A Rússia deu o passo da agressão

21 fev 2022, 23:04

Vladimir Putin anunciou que, depois de para tal solicitado pelo Parlamento russo (a Duma), ia reconhecer no imediato a independência das duas “repúblicas” secessionistas no leste da Ucrânia. Nada disto foi senão encenado, mas isso que interessa? Pelo caminho, Putin insultou o povo e Estado ucranianos, dizendo na sua intervenção que a Ucrânia não tinha as competências e os atributos necessários para ser um Estado. Isto é, traduzindo: não sabia como ser independente, e tudo o que era devia-o à Rússia. Depois, ainda dirigiu uma ameaça muito pouco velada contra a Ucrânia, de quem falou como se fosse propriedade sua ou, vá lá, da “sua” Federação Russa.

Este reconhecimento não pareceria à primeira vista ser muito relevante. Realmente, as duas entidades “independentistas” são desde o início uma construção russa, e só subsistiram desde há anos por apoio, direção e controlo firmes de Putin.

Sucede, no entanto, que este reconhecimento é importante, não tanto enquanto tal, mas pelas suas consequências práticas e pelo momento crítico em que é tomada a decisão. Doravante, a Rússia invoca ter legitimidade para usar a força ao lado destas duas “novas” independências contra a agressão ucraniana. Se é objetivamente evidente que não há agressão ucraniana coisíssima nenhuma, menos sentido ainda terá a acusação de Putin de há algumas semanas de que os russos ou russófonos naquela região estariam objeto de um genocídio por parte das autoridades ucranianas. Aliás, é pena que ninguém tenha ainda perguntado ao líder russo como é que um país pode lançar uma agressão contra si próprio, ou seja, contra território que lhe cabe, dentro das suas fronteiras.

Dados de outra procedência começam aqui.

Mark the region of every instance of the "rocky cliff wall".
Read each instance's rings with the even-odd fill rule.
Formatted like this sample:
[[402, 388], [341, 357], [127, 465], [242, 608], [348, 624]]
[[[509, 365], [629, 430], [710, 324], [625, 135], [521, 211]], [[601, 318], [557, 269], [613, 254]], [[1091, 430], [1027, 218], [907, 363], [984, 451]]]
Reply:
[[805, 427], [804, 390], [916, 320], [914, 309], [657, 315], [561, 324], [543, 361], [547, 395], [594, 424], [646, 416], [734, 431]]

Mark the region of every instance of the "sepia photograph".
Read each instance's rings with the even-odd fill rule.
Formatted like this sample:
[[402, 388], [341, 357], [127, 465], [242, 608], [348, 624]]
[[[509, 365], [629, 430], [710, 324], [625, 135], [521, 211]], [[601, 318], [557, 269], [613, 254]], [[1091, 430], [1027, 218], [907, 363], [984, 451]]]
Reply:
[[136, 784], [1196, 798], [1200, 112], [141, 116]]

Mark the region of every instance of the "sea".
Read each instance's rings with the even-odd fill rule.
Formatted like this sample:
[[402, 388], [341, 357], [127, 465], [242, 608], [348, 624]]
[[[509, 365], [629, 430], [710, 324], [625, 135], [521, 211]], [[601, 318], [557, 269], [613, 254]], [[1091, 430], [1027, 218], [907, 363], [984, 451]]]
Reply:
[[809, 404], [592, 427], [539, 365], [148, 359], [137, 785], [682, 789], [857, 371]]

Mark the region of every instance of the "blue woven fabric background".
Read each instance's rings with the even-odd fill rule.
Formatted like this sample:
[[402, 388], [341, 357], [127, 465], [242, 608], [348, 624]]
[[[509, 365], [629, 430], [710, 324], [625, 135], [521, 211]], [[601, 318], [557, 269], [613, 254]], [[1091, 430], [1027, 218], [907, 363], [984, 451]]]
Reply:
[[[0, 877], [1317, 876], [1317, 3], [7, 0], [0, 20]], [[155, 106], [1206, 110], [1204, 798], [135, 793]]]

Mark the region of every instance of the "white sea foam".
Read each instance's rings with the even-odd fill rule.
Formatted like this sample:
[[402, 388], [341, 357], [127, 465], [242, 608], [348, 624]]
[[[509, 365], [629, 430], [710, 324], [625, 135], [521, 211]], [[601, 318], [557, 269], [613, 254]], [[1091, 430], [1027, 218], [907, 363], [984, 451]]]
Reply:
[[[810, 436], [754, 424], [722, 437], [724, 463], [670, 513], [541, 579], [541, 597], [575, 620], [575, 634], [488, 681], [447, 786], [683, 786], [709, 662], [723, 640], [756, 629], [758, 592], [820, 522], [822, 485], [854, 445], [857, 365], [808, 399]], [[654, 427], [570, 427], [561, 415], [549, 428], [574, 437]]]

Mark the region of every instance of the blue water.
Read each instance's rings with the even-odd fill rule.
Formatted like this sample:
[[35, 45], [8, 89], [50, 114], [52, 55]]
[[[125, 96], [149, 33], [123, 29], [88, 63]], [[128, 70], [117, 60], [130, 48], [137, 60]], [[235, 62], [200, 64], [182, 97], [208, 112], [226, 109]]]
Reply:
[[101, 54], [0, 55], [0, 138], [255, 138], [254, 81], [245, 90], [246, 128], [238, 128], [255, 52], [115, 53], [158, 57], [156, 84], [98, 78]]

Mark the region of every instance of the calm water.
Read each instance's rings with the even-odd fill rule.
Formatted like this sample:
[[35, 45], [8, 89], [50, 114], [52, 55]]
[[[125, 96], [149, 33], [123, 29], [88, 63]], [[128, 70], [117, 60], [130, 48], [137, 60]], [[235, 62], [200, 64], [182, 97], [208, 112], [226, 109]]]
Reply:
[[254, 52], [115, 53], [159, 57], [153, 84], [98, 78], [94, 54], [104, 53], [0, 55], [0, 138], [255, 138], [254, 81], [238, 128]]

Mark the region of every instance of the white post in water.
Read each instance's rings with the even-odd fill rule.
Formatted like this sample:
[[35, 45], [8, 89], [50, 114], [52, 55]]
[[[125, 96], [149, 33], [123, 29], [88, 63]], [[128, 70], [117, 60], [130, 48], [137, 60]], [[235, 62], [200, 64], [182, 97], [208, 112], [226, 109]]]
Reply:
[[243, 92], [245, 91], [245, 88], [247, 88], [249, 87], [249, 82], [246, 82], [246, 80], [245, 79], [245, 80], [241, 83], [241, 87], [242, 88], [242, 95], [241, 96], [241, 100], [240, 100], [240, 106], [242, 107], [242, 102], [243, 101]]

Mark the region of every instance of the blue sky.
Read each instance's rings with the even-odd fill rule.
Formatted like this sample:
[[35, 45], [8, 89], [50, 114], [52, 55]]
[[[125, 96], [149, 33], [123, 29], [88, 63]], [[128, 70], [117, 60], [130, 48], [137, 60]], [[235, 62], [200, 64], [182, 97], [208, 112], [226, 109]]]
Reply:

Fosse assim…mas não foi. Quase logo a seguir a este reconhecimento, e muito mais grave, a Rússia deu o passo seguinte e lançou as suas forças para a região, dentro do território ucraniano, para executar aquilo que declara ser uma missão de paz ou de restabelecimento da paz. Não é, é uma missão de guerra agressiva e de conquista. E está dado o passo que muitos receavam, que outros tinham como certo, mas que alguns consideravam (eu, incluído) irracional.

Putin passou o Rubicão, e isso não tem remédio. Não será, talvez, a tal guerra total e de ocupação geral da Ucrânia, mas a resposta será dura, e não gradual, como se antevia possível.

Ainda é cedo, na altura em que escrevo, para uma avaliação geral e completa das reações da comunidade internacional, além da simples condenação.

No momento inicial, os Estados Unidos – e sem prejuízo do que aí virá, agora de certeza –, agiram bem no teste mais difícil que enfrentavam numa situação já por si tão complicada. Adotaram, muito depressa, medidas sancionatórias muito dirigidas “contra” aquelas entidades secessionistas, sabendo que, se elas são Dupont, a Rússia é Dupond. E, sobretudo, distinguiram com clareza este passo russo (grave, e de escalada) daqueloutro que (muito mais grave) seria o do uso concreto da força militar contra a Ucrânia. Ou seja, não agiram movidos pelas emoções, sempre más conselheiras em situação de crise, mas pela sensatez. O passo que a Rússia deu mostrou que não soube aproveitar a oportunidade – e que tudo estava, efetivamente, decidido há mais tempo. Os Estados Unidos, por seu turno, ganharam uma autoridade especial para doravante dizerem “eu bem avisei”.

Esperemos, agora, pela Europa (melhor, União Europeia) e, sobretudo, pela NATO, para compreendermos qual o pacote de sanções devastador que estava preparado e que vai ser por certo em grande medida aplicado.

O que aconteceu não é o pior dos cenários, mas não anda longe. A decisão de reconhecimento não só manipulou o direito para o violar como era, afinal, apenas a antecâmara de uma presença de forças russas nas duas entidades separatistas, para as “proteger”. O tempo é, doravante, bastante menos da diplomacia. Mas continua a exigir nervos de aço.